A few other thoughts:


*

*When there is a significant main effect for a factor with several levels, people often run post-hoc tests to find out more about where exactly the difference lies.

*Number of updates apparently falls in four categories (0, 1 to 3, 4 to 6 updates, more than 6 updates?). If you have the original data, categorizing it is not generally recommended, it might be better to use the counts directly. 

*Plots are very useful to interpret your results. In your situation, you might want to look at the means in each cell of the design and at boxplots.

*You need to think about the assumptions for the test and more generally about some potential pitfalls in interpreting differences in means.

*It's important to think about the size of the effect, as you apparently did. If the decrease you observe seems very small (you wrote that it “barely decreases”), then that's the most important conclusion, even if this difference is significant. Standardized effect sizes like eta squared provide useful information but it's perfectly fine to also look at unstandardized effect sizes (i.e. the mean difference in happiness score).

A: A couple points


*

*As @Gael said, interactions can be tricky and plots can be useful. The cell means are relatively easy to calculate here, but you haven't given us the tools. We would need the parameter estimates.

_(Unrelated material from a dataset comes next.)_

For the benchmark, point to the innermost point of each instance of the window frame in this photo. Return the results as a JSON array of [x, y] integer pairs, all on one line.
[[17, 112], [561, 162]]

*I would think updates is a count variable (that is, it can be 0, 1, 2.... , but not 2.3 or -1). That's OK and doesn't violate an assumption. But in your output it has 3 df, indicating that it is being treated as a factor. Was this intentional? Categorizing variables is usually a bad idea, unless there is strong justification. If you have updates as a pure count, I would first graph it against the DV. Then I might look at polynomial effects or spline models.